Migration Trio + 1 | 02.10.2009

Donaukurier | Bruno Turchet
 

Eigentlich sollte an diesem Abend der 82-jährige Saxofon-Altmeister Red Holloway im Neuburger „Birdland“ spielen, doch der musste krankheitsbedingt absagen. Jazzimpresario Manfred Rehm sorgte schnell für ebenbürtigen Ersatz: Scott Hamilton, der von Pianist Bernhard Pichl, Schlagzeuger Michael Keul und Rudi Engel am Bass begleitet wurde. Technisch versiert, solistisch engagiert und vor allem mit einem groovigen Puls versehen, entwickelten seine eigenwilligen Kompositionen rasch einen unwiderstehlichen Sog.

Vor allem swingend-groovige Stücke wie „I Know That You Know“ oder „Three Little Words“ ließen aufhorchen. Scott Hamilton wurde in den 70er Jahren bewundert wie beargwöhnt, als er sich in der Blüte der Fusion-Ära als profunder Kenner der Jazzstile vor dem Bebop profilierte. In diesen Jahren war er einer der wenigen, der die Tradition des klassischen Tenorsaxofons weiterführte Noch vor der Welle der sogenannten Young Lions mit dem Bannerträger Wynton Marsalis präsentierte Scott Hamilton Stücke, die ihn als kreativen Adepten von Zoot Sims und Ben Webster auswiesen. Hamilton ist immer noch einer der größten lebende Mainstream-Saxofonisten. Das bewies er in Neuburg. Von vielen anderen Saxofonisten ist bekannt, dass sie sehr systematisch an die Musik heranzugehen pflegen. Bei Hamilton – der zur Zeit in Italien lebt – liegt der Fall anders. Was er spielt, beruht auf Intuition. Seine Improvisationen demonstrieren ein Höchstmaß an Spontaneität. Hamilton wurde 1954 in Providence, Rhode Island, geboren. Schon sehr früh behauptete er sich mit seinem wunderbaren Sound und seiner präzisen Phrasierung in der amerikanischen Jazzszene.

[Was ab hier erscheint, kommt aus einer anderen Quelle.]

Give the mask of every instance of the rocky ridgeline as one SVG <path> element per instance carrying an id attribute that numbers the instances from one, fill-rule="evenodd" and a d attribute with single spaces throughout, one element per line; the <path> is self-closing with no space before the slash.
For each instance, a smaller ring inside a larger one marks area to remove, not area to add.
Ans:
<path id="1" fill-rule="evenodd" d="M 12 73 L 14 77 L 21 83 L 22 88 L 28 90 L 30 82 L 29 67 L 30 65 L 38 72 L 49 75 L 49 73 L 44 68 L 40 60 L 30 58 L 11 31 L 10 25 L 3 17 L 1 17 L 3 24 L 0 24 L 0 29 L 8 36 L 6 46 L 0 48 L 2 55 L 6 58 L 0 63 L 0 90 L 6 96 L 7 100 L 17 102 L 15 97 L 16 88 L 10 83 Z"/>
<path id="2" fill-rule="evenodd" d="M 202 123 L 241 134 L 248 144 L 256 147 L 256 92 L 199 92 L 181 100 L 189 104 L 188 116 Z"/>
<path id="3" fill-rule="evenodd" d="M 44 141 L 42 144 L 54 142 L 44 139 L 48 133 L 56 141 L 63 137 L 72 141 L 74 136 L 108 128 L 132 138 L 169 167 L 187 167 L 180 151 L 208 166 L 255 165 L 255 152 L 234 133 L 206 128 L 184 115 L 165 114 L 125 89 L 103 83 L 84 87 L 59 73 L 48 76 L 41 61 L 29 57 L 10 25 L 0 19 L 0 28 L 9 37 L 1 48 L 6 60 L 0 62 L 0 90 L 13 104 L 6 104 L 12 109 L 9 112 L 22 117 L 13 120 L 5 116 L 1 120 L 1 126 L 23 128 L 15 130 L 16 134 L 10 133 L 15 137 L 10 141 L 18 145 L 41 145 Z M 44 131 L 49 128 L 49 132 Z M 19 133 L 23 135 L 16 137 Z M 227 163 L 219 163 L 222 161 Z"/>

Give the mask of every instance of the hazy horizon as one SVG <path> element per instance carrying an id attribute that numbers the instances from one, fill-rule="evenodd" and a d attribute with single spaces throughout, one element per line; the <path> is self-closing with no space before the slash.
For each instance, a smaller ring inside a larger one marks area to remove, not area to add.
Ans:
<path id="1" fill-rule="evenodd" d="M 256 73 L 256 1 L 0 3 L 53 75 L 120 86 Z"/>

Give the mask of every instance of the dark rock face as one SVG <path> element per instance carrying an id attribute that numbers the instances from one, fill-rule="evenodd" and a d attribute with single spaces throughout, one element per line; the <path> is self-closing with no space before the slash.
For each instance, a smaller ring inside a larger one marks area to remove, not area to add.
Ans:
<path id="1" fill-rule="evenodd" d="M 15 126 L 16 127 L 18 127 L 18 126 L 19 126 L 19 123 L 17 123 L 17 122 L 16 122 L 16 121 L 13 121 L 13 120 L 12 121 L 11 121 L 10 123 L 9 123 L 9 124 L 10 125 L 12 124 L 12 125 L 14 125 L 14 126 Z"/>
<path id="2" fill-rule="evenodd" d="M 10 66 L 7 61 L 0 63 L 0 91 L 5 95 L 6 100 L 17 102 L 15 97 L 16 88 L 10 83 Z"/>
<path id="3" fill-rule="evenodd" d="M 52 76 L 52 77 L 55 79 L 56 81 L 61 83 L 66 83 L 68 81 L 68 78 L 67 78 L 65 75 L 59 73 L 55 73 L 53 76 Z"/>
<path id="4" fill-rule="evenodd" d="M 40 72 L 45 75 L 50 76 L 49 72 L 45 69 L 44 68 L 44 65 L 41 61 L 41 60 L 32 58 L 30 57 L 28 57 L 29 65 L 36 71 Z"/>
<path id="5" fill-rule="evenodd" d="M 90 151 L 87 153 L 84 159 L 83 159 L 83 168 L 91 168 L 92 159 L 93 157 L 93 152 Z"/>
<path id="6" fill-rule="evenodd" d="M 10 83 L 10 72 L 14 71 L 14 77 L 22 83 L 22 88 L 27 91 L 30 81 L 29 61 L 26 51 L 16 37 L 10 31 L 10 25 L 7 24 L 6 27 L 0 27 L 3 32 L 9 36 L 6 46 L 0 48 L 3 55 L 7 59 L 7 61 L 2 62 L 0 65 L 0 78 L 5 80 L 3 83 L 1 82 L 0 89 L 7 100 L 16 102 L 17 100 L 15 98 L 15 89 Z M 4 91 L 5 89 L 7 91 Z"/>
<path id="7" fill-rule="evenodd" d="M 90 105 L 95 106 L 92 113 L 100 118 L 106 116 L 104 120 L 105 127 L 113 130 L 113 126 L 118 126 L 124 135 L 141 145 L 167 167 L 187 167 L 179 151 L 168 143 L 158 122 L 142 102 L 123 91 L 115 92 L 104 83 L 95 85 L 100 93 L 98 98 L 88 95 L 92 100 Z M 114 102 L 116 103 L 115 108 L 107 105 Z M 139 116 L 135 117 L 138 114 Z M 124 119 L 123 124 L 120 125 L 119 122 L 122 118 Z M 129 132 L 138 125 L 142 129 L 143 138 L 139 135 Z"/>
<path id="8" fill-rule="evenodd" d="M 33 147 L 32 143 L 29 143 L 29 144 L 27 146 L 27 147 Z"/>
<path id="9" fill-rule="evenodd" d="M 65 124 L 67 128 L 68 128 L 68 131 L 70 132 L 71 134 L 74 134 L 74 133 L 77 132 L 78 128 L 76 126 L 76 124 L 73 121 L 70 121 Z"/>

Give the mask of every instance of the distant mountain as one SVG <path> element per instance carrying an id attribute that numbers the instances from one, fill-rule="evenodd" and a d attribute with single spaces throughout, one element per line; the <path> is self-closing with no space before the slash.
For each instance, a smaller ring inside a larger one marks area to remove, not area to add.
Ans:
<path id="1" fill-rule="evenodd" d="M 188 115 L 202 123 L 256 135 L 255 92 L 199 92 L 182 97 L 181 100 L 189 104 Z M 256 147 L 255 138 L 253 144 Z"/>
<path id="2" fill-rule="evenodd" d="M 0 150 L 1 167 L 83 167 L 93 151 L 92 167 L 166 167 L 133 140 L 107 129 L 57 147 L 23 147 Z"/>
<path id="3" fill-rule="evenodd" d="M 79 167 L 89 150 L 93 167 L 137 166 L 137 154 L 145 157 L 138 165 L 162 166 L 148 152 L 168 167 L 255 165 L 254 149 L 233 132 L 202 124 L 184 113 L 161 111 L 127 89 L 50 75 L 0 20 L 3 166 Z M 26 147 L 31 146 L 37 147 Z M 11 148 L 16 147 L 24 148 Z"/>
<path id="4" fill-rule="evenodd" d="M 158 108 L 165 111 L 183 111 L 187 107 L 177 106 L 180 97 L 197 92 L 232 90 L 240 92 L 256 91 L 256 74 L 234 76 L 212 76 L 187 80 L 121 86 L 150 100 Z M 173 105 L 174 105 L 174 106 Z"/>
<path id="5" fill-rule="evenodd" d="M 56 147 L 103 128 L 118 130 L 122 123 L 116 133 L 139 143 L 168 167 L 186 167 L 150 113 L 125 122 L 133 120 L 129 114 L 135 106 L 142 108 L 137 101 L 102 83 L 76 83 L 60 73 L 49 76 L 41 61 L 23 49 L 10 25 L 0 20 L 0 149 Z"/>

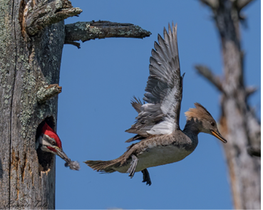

Seine erste vom Concord-Label veröffentlichte Aufnahme trug den Titel „Scott Hamilton is A Good Wind Who Is Blowing Us N.1“ nach einer schmeichelhaften Rezension von Leonard Feather. Scott stellte seine Vielseitigkeit in den Dienst verschiedenster Formationen, von der kleinen Band bis zum Streichorchester. Im „Birdland“ gab er ein Konzert, von dem man noch lange reden wird.